Ein wichtiger Teil unserer Arbeit ist die Beobachtung der ausgewilderten Orang-Utans in ihrem neuen Lebensraum. Sie aufzuspüren ist jedoch manchmal etwas herausfordernd: Einige der Tiere meiden die Menschen, manche reagieren aggressiv und wieder andere nähern sich neugierig den Post-Release-Monitoring-Teams, sobald sie sie erspähen. Der Grund für das unterschiedliche Verhalten liegt meist in ihrer persönlichen Geschichte.
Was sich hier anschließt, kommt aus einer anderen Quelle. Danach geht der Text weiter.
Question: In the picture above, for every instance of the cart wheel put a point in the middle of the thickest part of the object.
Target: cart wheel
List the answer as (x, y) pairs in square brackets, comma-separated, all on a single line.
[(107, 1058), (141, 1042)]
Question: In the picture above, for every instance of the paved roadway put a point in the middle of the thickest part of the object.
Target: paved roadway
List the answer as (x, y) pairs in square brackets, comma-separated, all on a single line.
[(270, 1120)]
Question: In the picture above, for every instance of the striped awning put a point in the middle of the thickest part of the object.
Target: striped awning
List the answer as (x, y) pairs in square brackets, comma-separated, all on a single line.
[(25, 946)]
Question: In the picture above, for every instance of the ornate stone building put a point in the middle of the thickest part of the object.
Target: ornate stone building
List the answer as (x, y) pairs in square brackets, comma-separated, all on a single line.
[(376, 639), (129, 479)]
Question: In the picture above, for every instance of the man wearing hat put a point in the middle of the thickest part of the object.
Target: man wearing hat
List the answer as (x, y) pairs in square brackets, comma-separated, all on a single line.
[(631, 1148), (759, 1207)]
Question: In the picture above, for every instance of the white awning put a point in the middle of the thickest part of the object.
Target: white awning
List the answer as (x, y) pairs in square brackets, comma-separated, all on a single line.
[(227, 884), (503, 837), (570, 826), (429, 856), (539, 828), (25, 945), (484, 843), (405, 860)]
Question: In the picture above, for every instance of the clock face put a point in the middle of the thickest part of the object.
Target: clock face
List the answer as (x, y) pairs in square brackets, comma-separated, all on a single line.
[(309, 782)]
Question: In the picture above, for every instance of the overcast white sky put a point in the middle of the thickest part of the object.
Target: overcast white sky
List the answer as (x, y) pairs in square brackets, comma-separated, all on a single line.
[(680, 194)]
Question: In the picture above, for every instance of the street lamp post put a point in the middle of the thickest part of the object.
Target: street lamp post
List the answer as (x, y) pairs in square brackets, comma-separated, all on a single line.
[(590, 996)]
Manche Orang-Utans halten sich von Menschen fern
Unsere Post-Release-Monitoring (PRM)-Teams bringen von ihren Touren durch die Auswilderungsgebiete jedes Mal neue Eindrücke von ihren Begegnungen mit den „Neuen Wilden“ mit. Auf einer ihrer letzten Patrouillen traf das Team aus Camp Lesik unter anderem auf Mona, die schon seit über sieben Jahren im Kehje-Sewen-Wald lebt. Das Weibchen tendiert dazu, den Menschen keine große Beachtung zu schenken. Kommen sie dann näher, wird jedoch eine starke Abneigung spürbar und Mona reagiert bisweilen aggressiv. Dann ist Vorsicht geboten.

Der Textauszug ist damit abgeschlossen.